With Maldives inching closer to polls, airing content criticising the incumbent government helmed by President Yameen Abdul Gayoom is costing the broadcasters of the nation, says South Asia director of Human Rights Watch, Meenakshi Ganguly.
Underlining the hefty fined slapped by the Maldives Broadcasting Commission (MBC) on a Private TV channel Raajje TV, for airing content that was allegedly defamatory of the president and "a threat to national security", Ganguly quotes the Raajje's operations chief, Hussain Fiyaz, who says "The fines are certainly a political decision made by a commission that is fully under the control of the government."
Rajje TV has already been fined four times since 2016 by the MBC for allegedly broadcasting anti-government content.
This has cost the station nearly four million rufiyaa - over USD 250,000.
On August 8, MBC levied a fine of two million rufiyaa (USD 129,807) on Raajje TV, for comments made by an opposition lawmaker during live coverage of a demonstration in March.
The article further elucidates, the ordeal of the private broadcaster which launched a public appeal to help pay the initial penalties, going door-to-door asking for donations.
The fines are imposed under Maldives' Anti-Defamation Act of 2016, according to which the media outlets are coerced to pay their fines within 30 days, regardless of whether there has been time to hear any appeal.
Although Raajje TV has paid its latest fine, more may come.
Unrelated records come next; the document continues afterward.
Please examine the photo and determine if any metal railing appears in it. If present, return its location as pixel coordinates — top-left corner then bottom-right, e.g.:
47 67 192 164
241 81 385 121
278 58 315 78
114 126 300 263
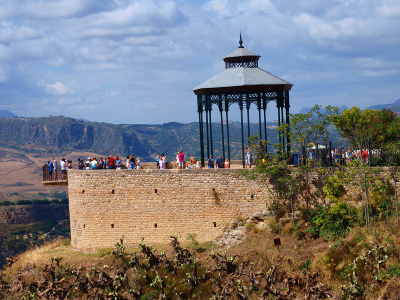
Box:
297 141 382 167
43 166 78 181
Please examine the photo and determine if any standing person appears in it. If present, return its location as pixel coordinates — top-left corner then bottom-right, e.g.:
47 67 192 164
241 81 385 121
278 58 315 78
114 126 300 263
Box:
53 158 58 180
362 148 369 164
136 157 142 169
98 157 104 170
60 158 67 180
129 154 135 170
162 153 168 169
160 153 164 170
78 158 85 170
156 153 161 169
208 155 215 169
216 155 225 169
340 147 346 166
225 158 231 169
92 157 99 170
115 155 122 170
178 150 185 169
110 155 115 169
245 147 251 168
47 160 53 181
85 157 92 170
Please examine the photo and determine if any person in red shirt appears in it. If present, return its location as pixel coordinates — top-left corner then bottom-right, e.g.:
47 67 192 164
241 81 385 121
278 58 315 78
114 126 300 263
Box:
110 155 115 169
178 150 185 169
363 149 368 164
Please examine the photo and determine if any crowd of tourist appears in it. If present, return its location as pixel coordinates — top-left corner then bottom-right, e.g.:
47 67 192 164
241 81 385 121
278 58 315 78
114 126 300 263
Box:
45 150 234 180
308 147 370 166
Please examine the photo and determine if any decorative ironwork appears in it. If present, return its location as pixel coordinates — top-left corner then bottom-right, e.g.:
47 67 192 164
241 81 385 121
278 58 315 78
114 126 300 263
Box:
195 34 291 167
225 60 258 69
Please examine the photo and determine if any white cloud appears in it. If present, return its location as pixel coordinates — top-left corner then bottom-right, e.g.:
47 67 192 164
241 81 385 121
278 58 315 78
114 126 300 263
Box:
46 81 73 95
0 0 400 123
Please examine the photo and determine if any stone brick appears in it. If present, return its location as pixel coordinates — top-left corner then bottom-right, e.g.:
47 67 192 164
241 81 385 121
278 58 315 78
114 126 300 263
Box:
68 169 270 250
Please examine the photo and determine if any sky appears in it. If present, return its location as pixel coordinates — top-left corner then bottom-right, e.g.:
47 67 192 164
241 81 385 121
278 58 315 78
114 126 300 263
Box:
0 0 400 124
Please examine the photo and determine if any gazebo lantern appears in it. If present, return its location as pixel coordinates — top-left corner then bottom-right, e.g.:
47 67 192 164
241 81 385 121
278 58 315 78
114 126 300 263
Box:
193 34 293 167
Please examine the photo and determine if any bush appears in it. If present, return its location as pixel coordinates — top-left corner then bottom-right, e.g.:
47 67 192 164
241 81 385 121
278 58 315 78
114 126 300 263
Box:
15 200 32 205
306 201 357 240
268 221 282 233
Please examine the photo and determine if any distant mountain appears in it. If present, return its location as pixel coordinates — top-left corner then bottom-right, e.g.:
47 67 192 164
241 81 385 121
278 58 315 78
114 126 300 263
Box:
0 116 294 161
76 118 91 122
0 110 18 118
297 105 348 114
368 99 400 110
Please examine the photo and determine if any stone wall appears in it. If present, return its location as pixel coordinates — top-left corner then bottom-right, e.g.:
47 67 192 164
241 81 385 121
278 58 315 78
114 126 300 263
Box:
68 169 272 250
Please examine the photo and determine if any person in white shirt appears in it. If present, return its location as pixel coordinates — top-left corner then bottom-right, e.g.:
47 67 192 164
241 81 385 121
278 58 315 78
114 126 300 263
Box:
60 158 67 180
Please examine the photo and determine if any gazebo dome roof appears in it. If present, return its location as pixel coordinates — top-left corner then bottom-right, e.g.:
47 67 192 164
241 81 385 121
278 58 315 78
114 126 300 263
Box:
193 67 292 91
224 48 260 61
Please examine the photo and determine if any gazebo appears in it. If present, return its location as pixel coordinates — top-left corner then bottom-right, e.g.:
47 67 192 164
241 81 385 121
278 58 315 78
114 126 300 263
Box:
193 34 293 167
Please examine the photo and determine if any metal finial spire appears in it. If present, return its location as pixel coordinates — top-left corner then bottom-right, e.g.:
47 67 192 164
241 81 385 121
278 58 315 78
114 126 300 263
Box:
238 32 244 48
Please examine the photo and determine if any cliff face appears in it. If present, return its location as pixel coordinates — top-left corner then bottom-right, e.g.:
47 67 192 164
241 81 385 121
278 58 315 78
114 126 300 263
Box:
0 204 69 225
0 116 156 157
0 116 284 161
Fiyaz believes that the government will make further attempts to obstruct the station's coverage before election day, causing Raaije TV to rely on the kindness of strangers.
"With the elections just around the corner, people don't want to let the government deter us from doing our work," Ganguly quests Fiyaz as saying.
Maldives will go for poll on September 23.
Ganguly in the article further asserts that the Human Rights Watch has documented the Maldives government's use of "decrees and vaguely worded laws to silence dissent and to intimidate and imprison critics."
She also highlights that "religious extremists and criminal gangs - including many that enjoy political protection - have assaulted and at times murdered outspoken critics.